Faeser kündigt regel­mäßige Warn­tage an

"Der heutige Warntag war ein großer bundes­weiter Test­lauf für die Warn­sys­teme - und ein wich­tiger Schritt für weitere Verbes­serungen im Bevöl­kerungs­schutz", sagte Bundes­innen­minis­terin Nancy Faeser (SPD).

Zur Auswer­tung soll auch eine reprä­sen­tative Umfrage beitragen, deren Ergeb­nisse spätes­tens im Januar vorliegen sollen. Faeser kündigte darüber hinaus weitere Maßnahmen an, um die Menschen besser auf Krisen­lagen vorzu­bereiten. Ab 2023 werde es einen jähr­lichen "Bevöl­kerungs­schutztag" geben. "An diesem Bevöl­kerungs­schutztag können wir für Schutz­maß­nahmen des Staates, aber auch für die Vorsorge, die jeder selbst treffen kann, werben."

Warntag 2020 Fehl­schlag

Der erste Warntag im September 2020 war ein großer Fehl­schlag. Damals kamen viele Warnungen stark verspätet oder gar nicht an. Diesmal gingen die Probe-Warn­mel­dungen auf vielen Handys pünkt­lich ein. Bei der Leit­stelle der Kölner Feuer­wehr gab es sogar Notrufe von besorgten Bürgern, die erst­mals eine Cell-Broad­cast-Warnung auf ihr Mobil­telefon bekommen hatten.

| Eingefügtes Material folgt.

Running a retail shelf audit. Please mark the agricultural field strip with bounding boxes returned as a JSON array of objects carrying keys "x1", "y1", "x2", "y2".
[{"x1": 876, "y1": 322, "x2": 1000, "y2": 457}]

Berliner kamen später dran

Bei vielen Berliner Nutzern kamen die Meldungen aller­dings gar nicht oder verspätet an, zum Teil erst gegen 11.30 Uhr oder nach 12.00 Uhr, wie sie berich­teten. Auch Sirenen waren in der Haupt­stadt - anders als in anderen Bundes­län­dern - nicht zu hören. Die Technik sei noch nicht einsatz­bereit, zudem stünden erst sehr wenige der neu geplanten Sirenen zur Verfü­gung, hieß es dazu.

Hamburg: 123 Sirenen funk­tio­nieren

In Hamburg habe alles funk­tio­niert, betonte hingegen ein Spre­cher der dortigen Innen­behörde. Alle 123 Sirenen im Stadt­gebiet hätten Probe­alarm ausge­löst.

Umfrage zum Warntag

Das BBK hat eine Umfrage ins Netz gestellt [Update: Inzwischen geschlossen und nicht mehr erreichbar], um zu erfahren, wie der Warntag von den Nutzern wahr­genommen wurde, und ob die Alar­mie­rung funk­tio­niert hat.

Auch in der teltarif.de Redak­tion waren die Ergeb­nisse durch­wachsen.